From its early stages cultural studies were under criticism from within the Marxist oriented agenda. This criticism asserted that cultural studies' preoccupation with representations, identities and so forth came at the expanse of addressing the economic structures of society and culture.
The debate heated up over a series of articles published in 1995 in Critical Studies in Mass Communication between Nicholas Garnham and Graham Murdock from the political economy side and Lawrence Grossberg and James Carey on the side of cultural studies.
The first shot was fired by Garnham in his "Political Economy and Cultural Studies: Reconciliation or Divorce?" where he accused the Birmingham School and their predecessors in favoring discussions of ethnicity and gender in favor of examining the more essential matter of economic factors which determine social stratification.
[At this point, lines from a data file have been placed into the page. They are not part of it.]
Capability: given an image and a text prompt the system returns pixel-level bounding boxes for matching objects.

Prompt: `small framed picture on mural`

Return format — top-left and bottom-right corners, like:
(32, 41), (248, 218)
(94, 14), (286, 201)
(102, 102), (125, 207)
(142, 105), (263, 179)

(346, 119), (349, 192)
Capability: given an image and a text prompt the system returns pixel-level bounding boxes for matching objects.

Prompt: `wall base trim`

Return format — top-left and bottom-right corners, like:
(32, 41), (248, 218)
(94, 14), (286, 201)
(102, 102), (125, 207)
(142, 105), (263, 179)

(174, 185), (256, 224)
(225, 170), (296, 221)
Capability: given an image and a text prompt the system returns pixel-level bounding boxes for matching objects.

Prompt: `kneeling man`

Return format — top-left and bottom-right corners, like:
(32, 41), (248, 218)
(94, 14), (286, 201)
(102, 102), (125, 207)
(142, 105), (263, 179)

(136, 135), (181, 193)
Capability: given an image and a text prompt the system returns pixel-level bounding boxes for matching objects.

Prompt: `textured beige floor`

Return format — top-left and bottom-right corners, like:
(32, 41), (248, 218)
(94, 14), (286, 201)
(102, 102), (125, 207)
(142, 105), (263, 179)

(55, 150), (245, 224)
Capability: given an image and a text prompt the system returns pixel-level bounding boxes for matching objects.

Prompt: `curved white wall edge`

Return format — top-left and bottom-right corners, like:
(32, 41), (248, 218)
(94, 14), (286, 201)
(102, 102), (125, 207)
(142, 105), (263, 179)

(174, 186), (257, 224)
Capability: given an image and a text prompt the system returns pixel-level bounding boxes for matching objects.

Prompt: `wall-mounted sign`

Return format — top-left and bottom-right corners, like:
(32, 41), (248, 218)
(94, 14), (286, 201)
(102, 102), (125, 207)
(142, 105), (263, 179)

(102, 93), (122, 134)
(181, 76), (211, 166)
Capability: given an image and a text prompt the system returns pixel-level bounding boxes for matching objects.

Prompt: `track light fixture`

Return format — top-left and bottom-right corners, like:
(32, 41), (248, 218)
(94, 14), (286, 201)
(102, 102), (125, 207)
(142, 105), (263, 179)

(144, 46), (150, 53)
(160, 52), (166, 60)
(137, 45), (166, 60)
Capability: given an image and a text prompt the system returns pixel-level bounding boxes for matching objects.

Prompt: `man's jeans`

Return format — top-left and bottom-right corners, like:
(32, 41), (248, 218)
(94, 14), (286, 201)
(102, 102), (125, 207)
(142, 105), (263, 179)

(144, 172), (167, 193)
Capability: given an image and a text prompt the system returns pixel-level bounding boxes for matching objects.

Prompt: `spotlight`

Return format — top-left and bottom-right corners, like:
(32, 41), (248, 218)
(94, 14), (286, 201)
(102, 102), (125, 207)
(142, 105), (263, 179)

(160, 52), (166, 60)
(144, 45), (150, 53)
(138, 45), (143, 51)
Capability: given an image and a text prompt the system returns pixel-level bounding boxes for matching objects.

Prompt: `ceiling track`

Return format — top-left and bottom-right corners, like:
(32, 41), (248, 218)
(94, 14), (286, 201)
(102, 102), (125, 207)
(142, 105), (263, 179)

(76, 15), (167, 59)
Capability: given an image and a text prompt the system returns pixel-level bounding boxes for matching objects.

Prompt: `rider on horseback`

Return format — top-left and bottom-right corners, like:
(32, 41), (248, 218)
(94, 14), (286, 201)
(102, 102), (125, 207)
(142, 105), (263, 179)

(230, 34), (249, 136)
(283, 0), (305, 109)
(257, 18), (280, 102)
Garnham did not argue that these issues were not important, but that they must be preceded by discussion of the economic aspects of culture. Symbolizing, signifying and representation are meaningless, he argued, if the material conditions stay the same.
Grossberg then commented by arguing that it is wrong to claim that cultural studies has disengaged itself from pursuing the economical power structures which underlie the cultural industry, referring to the work of scholars like Dorothy Hobson, Mike Apple, Cameron McCarthy and even Pierre Bourdieu which examined the relations of cultural production to social reproduction.
James Carey criticized another aspect of the political economy theory. He claimed that economical models aspire to absolutism which does not amount to the time-and-place intimacy of the work of cultural studies which do not simply deduce the nature of specific societies from abstract models.
Graham Murdock, from the side of the political economy, disagreed with Carey claiming that specific research like the one produced by cultural studies avoids discussing the essential political questions.
Garnham signed off the debate by again saying that the economical factor should precede any discursive discussion and that the work of the expert should have prominence over the wisdom of the common man so hailed by cultural studies.